Medicine (Baltimore). 2018 Jan;97(2):e9418. doi: 10.1097/MD.0000000000009418.
The use of claims database to study lymphomas in real-life conditions is a crucial issue in the future. In this way, it is essential to develop validated algorithms for the identification of lymphomas in these databases. The aim of this study was to assess the validity of diagnosis codes in the French health insurance database to identify incident cases of lymphomas according to results of a regional cancer registry, as the gold standard.Between 2010 and 2013, incident lymphomas were identified in hospital data through 2 algorithms of selection. The results of the identification process and characteristics of incident lymphomas cases were compared with data from the Tarn Cancer Registry.

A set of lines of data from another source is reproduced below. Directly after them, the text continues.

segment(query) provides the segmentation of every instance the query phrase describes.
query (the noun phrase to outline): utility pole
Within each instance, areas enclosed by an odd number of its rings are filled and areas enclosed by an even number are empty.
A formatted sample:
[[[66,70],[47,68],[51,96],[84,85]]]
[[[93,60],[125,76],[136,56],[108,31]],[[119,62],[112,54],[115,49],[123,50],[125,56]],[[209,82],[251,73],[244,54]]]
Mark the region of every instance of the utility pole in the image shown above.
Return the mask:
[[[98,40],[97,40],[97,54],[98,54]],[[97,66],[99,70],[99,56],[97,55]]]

Each algorithm's performance was assessed by estimating sensitivity, predictive positive value, specificity (SPE), and negative predictive value.During the period, the registry recorded 476 incident cases of lymphomas, of which 52 were Hodgkin lymphomas and 424 non-Hodgkin lymphomas. For corresponding area and period, algorithm 1 provides a number of incident cases close to the Registry, whereas algorithm 2 overestimated the number of incident cases by approximately 30%. Both algorithms were highly specific (SPE = 99.9%) but moderately sensitive. The comparative analysis illustrates that similar distribution and characteristics are observed in both sources.Given these findings, the use of claims database can be consider as a pertinent and powerful tool to conduct medico-economic or pharmacoepidemiological studies in lymphomas.
在实际情况下利用理赔数据库研究淋巴瘤是未来的一个关键问题。通过这种方式,开发用于在这些数据库中识别淋巴瘤的经过验证的算法至关重要。本研究的目的是根据作为金标准的地区癌症登记处的结果,评估法国健康保险数据库中诊断代码识别淋巴瘤新发病例的有效性。
在2010年至2013年期间,通过两种选择算法在医院数据中识别新发病例的淋巴瘤。将识别过程的结果和新发病例的淋巴瘤病例特征与塔恩癌症登记处的数据进行比较。通过估计敏感性、预测阳性值、特异性(SPE)和阴性预测值来评估每种算法的性能。
在此期间,登记处记录了476例淋巴瘤新发病例,其中52例为霍奇金淋巴瘤,424例为非霍奇金淋巴瘤。对于相应的地区和时期,算法1提供的新发病例数与登记处接近,而算法2高估了新发病例数约30%。两种算法都具有高度特异性(SPE = 99.9%)但敏感性中等。比较分析表明,两个来源中观察到相似的分布和特征。
鉴于这些发现,理赔数据库的使用可被视为在淋巴瘤中进行医学经济学或药物流行病学研究的相关且强大的工具。